A torrid tale of triumph and tragedy
Who would believe that a man could found a bank and use its funds to finance his own huge pastoral, shipping and whaling empire — the biggest in Australia — and ride its slide to bankruptcy unknown to shareholders in England and Scotland? The shareholders did not know because the bank’s articles prevented any annual meetings for five years and shareholders had no rights to inspect the company’s books.
Yet this did happen in the 1840s when Benjamin Boyd manipulated the Royal Bank of Australia to stride like a financial colossus through the young colony of New South Wales buying up pastoral properties with hundreds of thousands of sheep and cattle, starting to build a city at Twofold Bay to rival Sydney, introducing steamers to take over the coastal trade and acquiring nine sailing ships for deep sea whaling.

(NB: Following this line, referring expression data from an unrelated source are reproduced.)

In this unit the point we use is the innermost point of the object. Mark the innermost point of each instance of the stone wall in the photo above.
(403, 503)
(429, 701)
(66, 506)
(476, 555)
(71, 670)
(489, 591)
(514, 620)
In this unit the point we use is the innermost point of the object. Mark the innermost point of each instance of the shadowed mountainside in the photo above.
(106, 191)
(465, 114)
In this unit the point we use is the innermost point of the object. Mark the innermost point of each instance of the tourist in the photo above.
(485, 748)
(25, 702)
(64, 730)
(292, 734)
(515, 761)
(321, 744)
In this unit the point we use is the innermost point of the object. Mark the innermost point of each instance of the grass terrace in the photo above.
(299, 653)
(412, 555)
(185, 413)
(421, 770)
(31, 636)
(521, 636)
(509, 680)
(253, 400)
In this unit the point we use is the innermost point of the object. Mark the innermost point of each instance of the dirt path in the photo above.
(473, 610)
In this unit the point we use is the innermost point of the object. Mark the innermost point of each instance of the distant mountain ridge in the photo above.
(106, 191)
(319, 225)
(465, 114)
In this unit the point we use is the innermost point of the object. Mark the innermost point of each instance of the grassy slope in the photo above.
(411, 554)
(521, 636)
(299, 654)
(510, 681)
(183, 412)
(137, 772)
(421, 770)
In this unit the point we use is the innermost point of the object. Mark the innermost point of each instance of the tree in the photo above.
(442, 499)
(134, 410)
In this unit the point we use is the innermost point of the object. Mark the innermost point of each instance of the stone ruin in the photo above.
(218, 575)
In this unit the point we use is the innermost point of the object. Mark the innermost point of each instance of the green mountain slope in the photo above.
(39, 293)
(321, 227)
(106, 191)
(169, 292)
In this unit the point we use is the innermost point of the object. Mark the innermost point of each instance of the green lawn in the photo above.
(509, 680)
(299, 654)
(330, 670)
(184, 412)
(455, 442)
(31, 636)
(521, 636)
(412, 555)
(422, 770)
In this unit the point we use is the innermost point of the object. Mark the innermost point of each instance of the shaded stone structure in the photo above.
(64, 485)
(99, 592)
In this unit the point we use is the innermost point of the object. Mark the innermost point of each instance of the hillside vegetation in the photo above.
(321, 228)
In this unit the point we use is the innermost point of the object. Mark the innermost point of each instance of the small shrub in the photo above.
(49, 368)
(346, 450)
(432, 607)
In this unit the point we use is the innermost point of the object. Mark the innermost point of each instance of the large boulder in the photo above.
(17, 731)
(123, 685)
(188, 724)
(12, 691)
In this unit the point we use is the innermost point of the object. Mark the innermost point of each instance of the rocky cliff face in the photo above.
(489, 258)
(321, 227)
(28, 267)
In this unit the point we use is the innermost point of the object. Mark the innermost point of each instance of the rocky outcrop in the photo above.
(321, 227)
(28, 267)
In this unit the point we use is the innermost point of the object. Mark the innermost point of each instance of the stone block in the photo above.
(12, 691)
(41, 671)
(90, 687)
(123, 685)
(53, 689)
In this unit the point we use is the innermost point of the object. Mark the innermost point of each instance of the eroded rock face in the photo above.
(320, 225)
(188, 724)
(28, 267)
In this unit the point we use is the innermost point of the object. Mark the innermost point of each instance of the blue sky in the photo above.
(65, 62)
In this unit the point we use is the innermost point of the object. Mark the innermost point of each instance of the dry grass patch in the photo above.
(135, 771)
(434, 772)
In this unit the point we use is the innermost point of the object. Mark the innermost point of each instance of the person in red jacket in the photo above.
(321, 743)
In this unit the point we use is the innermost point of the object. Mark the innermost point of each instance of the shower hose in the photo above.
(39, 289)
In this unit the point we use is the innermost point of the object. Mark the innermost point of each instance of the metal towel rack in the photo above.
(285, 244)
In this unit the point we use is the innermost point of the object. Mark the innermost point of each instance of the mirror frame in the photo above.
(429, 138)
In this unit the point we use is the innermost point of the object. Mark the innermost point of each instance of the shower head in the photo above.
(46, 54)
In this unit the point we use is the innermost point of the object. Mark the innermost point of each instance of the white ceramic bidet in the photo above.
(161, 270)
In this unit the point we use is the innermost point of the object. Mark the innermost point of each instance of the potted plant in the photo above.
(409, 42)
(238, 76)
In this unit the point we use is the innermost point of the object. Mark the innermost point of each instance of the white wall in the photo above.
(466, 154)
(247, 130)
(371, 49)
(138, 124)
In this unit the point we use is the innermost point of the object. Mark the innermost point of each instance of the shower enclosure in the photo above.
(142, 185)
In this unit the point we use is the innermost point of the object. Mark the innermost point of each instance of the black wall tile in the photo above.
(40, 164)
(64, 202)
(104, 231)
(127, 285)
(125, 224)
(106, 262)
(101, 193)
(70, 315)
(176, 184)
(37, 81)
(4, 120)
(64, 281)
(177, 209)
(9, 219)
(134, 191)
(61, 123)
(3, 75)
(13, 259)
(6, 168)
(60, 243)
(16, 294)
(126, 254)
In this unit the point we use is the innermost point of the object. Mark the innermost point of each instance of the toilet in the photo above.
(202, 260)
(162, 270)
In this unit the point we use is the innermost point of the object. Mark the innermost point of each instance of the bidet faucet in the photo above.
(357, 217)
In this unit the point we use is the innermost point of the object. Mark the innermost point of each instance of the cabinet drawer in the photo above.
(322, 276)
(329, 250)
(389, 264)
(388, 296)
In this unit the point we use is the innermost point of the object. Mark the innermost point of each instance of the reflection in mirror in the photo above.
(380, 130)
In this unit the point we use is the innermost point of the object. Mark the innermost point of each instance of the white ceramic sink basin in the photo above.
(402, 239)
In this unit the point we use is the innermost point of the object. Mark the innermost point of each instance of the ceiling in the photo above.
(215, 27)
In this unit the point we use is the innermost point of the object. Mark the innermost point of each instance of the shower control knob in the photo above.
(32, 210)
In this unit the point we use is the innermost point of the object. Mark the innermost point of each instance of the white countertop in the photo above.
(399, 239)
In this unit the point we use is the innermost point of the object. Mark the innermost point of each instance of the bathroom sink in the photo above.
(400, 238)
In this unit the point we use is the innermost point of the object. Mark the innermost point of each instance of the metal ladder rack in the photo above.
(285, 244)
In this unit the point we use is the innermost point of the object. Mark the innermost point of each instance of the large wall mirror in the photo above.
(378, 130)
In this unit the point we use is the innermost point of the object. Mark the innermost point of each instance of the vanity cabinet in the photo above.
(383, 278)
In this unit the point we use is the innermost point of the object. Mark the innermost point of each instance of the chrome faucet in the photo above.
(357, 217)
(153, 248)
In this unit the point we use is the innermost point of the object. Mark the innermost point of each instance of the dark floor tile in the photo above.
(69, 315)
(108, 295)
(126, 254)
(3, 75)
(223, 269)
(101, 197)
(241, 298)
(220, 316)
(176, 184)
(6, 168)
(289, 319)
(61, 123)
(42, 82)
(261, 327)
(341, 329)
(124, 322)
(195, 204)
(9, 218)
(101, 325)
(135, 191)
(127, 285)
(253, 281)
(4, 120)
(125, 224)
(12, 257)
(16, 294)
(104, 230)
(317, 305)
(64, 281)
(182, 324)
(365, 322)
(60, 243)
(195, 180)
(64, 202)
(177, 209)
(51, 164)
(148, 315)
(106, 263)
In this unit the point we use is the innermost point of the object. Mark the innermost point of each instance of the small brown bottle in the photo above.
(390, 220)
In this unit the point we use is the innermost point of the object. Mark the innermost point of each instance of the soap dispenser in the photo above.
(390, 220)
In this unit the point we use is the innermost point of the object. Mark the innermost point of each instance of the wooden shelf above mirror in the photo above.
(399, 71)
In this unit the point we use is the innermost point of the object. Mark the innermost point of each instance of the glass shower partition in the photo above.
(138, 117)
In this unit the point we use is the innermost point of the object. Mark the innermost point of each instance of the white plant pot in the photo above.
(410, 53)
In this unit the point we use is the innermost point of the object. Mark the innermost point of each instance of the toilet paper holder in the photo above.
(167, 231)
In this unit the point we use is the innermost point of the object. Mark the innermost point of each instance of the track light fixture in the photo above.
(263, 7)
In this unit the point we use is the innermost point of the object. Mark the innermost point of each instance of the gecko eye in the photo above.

All this was possible using money from the Royal Bank like money from a bottomless well, but the well did have a bottom and when Boyd scraped it the well collapsed on his empire. In the 1840s depression and unemployment forced people into the bankruptcy court and eventually Boyd had to flee the country to avoid the same fate. Later, searching for another possible empire in the Pacific islands, he disappeared, presumably killed by natives. Inquiries which went on for years in England to find out what had happened to the funds of the Royal Bank credited Benjamin with a shortfall of 740,000 pounds, a mighty sum in those days.
Boyd certainly left his mark. Probably he arrived in New South Wales too early. In 1851, the year of his presumed death, gold was discovered. Had it been in 1841 the story of Benjamin Boyd might have had a different ending.
This is a true story, presented in a wide format portraying the historical events, the people and atmosphere of that time in Australia, taken from contemporary newspapers, parliamentary and other official reports, documents and correspondence. It all happened and all the characters are real people.